The economy is NOT a corner shop with a necessity for a balanced budget. The fiscal system is a deficit based debt money system where 98% of all new money into the economy is created as debt. It is utterly impossible to pay the debt back under such a system - a point which seems to be not understood by many Tory voters.
Yes that is it exactly. The current government's model is based on corner shop economics. A corner shop does benefit by buying the cheapest product wherever it comes from. A corner shop must cut its costs to match its income or grow its income to match its costs.
Macro-economics is slightly different.
When I go to my local corner shop and spend £10 then and £5 is spent on wages and profit, then most of that £5 is spent in the local economy and much of that oes to pay more local wages of which most is spent in the local economy .... and so on.
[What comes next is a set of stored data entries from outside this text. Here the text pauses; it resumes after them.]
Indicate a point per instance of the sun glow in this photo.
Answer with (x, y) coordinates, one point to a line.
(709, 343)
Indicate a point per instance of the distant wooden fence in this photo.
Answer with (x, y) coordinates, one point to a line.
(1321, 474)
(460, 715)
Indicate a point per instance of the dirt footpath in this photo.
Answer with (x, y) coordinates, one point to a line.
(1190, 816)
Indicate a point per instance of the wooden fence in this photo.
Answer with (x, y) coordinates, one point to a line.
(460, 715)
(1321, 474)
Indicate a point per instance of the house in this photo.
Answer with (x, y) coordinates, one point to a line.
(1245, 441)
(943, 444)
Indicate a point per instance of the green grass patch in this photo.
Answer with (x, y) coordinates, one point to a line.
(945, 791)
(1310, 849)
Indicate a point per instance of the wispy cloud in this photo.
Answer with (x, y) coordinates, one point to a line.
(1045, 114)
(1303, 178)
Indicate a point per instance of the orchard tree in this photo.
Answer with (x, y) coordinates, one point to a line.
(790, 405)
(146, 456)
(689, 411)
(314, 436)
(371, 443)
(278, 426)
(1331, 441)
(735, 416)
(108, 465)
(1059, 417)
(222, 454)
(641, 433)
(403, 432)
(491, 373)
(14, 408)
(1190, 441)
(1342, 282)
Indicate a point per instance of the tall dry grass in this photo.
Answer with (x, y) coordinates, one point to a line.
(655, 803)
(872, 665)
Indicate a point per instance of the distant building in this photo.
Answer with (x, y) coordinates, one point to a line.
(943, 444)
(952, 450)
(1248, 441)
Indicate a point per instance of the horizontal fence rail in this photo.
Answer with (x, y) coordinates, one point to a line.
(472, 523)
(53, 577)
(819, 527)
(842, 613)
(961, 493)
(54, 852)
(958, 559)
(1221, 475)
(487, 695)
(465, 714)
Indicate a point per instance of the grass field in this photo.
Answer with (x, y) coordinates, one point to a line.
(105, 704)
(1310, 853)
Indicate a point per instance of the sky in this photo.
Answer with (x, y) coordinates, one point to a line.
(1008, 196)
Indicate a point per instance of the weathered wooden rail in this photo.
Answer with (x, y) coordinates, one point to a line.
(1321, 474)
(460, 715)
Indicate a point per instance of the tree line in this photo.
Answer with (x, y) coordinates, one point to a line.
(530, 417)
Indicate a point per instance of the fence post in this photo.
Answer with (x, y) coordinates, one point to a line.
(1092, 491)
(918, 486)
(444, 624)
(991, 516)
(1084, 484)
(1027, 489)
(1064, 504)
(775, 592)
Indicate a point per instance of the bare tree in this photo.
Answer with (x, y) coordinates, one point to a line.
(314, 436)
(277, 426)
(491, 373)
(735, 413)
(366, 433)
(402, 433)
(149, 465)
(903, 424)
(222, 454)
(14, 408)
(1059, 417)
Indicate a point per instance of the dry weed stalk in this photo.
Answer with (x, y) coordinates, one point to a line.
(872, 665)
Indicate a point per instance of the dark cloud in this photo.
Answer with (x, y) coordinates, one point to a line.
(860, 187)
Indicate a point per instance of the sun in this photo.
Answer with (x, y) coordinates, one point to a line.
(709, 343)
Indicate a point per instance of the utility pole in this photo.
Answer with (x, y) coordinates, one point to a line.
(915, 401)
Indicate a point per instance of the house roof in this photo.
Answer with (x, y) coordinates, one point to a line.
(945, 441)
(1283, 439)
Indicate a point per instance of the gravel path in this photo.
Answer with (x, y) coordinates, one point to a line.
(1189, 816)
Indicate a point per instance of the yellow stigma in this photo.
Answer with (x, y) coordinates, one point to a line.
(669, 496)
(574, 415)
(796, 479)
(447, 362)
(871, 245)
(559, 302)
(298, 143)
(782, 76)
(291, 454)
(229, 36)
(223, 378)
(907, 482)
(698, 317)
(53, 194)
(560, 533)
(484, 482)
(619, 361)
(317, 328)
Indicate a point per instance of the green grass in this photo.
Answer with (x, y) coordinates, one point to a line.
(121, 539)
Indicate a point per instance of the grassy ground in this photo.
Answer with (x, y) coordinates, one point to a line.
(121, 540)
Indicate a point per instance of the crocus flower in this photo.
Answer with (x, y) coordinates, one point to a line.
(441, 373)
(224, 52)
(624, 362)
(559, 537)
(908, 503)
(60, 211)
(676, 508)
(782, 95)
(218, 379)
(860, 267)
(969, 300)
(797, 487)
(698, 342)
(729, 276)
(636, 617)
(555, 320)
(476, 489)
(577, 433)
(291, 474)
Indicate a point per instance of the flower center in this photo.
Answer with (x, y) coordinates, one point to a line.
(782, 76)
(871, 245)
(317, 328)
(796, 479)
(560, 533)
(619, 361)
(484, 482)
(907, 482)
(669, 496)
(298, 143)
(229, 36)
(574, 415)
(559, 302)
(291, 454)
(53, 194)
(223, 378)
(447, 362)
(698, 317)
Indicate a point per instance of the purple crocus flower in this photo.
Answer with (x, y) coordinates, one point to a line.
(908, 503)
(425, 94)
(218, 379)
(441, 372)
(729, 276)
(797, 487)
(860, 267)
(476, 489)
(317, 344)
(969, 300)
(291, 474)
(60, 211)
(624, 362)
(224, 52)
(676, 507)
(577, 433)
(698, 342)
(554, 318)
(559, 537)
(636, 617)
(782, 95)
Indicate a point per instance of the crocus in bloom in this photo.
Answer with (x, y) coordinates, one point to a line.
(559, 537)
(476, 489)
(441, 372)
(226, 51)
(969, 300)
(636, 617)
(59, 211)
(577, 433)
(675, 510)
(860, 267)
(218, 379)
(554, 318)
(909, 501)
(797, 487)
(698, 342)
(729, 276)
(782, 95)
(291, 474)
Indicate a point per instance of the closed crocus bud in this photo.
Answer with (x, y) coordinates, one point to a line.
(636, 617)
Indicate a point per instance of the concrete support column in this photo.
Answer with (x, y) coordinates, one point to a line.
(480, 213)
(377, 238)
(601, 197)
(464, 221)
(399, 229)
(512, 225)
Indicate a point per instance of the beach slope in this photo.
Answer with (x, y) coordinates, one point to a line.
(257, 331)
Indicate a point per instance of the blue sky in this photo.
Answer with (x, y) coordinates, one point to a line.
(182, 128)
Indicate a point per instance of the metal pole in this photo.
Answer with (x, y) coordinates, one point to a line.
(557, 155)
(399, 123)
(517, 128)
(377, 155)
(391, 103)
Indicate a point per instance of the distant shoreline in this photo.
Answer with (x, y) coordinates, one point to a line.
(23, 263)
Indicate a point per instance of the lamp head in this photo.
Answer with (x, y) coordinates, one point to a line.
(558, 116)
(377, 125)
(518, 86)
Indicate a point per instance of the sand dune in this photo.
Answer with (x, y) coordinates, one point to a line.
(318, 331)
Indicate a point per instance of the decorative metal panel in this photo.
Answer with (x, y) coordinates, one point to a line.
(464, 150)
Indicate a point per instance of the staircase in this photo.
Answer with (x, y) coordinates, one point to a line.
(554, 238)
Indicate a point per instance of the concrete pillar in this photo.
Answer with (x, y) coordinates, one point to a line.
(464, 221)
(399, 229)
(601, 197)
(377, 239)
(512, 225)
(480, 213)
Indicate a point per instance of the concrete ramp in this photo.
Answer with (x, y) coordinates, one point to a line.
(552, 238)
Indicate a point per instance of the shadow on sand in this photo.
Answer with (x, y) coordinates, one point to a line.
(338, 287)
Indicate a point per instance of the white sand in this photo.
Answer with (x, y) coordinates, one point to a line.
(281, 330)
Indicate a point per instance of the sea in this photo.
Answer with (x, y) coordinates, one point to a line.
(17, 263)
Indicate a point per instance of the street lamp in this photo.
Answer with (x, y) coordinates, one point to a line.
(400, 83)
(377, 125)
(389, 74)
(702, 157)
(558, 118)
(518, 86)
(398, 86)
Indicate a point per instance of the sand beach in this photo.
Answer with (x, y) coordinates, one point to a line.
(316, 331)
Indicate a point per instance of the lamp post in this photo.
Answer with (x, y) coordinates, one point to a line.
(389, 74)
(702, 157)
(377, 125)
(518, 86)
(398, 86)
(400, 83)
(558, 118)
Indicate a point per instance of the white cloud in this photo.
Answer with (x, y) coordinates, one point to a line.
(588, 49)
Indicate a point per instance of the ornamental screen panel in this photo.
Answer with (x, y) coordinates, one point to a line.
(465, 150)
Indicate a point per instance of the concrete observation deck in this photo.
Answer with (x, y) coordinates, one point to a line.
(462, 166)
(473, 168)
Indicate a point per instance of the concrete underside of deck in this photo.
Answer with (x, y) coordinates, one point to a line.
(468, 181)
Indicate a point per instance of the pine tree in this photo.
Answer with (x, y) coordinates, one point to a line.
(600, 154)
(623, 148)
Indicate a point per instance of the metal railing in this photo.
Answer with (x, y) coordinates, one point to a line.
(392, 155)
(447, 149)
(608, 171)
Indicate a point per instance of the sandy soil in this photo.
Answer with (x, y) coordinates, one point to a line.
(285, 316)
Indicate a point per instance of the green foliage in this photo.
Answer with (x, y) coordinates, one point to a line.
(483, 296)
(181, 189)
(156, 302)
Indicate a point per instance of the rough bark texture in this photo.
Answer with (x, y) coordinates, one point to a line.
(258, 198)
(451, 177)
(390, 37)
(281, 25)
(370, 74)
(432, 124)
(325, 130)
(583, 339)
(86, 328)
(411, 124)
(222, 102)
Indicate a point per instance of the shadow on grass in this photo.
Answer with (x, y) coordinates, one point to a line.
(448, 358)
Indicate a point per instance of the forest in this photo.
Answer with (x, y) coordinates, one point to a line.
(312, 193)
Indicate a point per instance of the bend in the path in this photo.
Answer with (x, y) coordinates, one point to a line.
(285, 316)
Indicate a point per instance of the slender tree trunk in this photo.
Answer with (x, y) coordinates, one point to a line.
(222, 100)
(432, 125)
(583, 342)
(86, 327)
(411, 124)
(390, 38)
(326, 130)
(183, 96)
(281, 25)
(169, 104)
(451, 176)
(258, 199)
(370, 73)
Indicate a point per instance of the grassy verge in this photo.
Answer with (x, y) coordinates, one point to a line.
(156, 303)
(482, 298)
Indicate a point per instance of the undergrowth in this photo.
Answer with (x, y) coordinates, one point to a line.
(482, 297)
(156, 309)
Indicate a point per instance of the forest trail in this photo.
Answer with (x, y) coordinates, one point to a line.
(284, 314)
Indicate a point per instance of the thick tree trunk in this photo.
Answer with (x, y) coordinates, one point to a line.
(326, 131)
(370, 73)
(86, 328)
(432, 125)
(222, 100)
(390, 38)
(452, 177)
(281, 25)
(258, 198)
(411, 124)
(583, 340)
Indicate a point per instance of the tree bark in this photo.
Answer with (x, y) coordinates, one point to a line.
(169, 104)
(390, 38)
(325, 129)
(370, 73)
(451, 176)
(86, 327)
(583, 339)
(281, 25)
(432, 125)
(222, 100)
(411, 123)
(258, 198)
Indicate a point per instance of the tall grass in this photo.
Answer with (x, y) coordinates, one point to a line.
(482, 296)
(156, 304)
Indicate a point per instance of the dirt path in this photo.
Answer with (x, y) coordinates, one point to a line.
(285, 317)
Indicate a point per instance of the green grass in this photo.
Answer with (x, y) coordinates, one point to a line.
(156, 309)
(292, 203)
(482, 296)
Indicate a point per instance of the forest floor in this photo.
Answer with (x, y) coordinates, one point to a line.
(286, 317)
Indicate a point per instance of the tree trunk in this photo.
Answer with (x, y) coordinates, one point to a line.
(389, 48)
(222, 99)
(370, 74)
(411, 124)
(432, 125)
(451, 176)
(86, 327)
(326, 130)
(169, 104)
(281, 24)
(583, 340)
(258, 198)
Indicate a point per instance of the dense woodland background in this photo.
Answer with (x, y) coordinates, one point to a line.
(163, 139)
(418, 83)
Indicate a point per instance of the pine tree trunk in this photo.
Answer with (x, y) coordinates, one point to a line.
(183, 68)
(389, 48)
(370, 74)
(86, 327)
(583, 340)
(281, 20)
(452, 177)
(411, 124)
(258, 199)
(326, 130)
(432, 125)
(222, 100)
So £10 spent actually grows the economy as a whole, but that does not feature in the corner shop's books.
When a government decides to buy the cheapest from abroad at the expense of its own industry then all that money goes somewhere else and it does not benefit the national economy. What is more if that results in unemployment then government will end up paying the workers to do nothing as well. So it is out of pocket!
Did I make all this up? No, I learnt it at university from a Professor of Economics. This is classic macro-economics.
Of course this is no reason to prop up dead industries, but it is a factor that should be taken into account in procurement. Indeed - before anyone tells me it is not permitted by
EU» public sector procurement laws - it is permitted provided that criteria are clearly set out in the call for tenders! It is just that the
UK▸ Treasury who controls government procurement does not let departments do this! It just goes for cheapest.
Now in Preston Lancs the local council has got together with other local public sector purchasers to promote buying local where possible (e.g. school and hospital catering etc) working within the rules. And they have been able to demonstrate a benefit to the local economy, just as classical macro-economic theory suggests.
Government stimulating the economy with public works is nothing new. One of the reasons that new road and rail construction was so popular in the 1930's and now was that it is highly labour intensive, so almost all the money is paid out in wages and so gets recycled.
The reason that tax cuts for the rich are less effective is that they tend to keep the more of the money or spend it on imported luxury goods.
It has suited Conservative politicians from Thatcher onwards to try and present government like a Corner Shop. It does however help sell the idea of small government and that austerity is a necessary evil. But as you will see this is not good macro economics. Of course you can go too far and wreck the economy, but most countries where this has happened it was due to corruption and/or a national culture tax avoidance and evasion.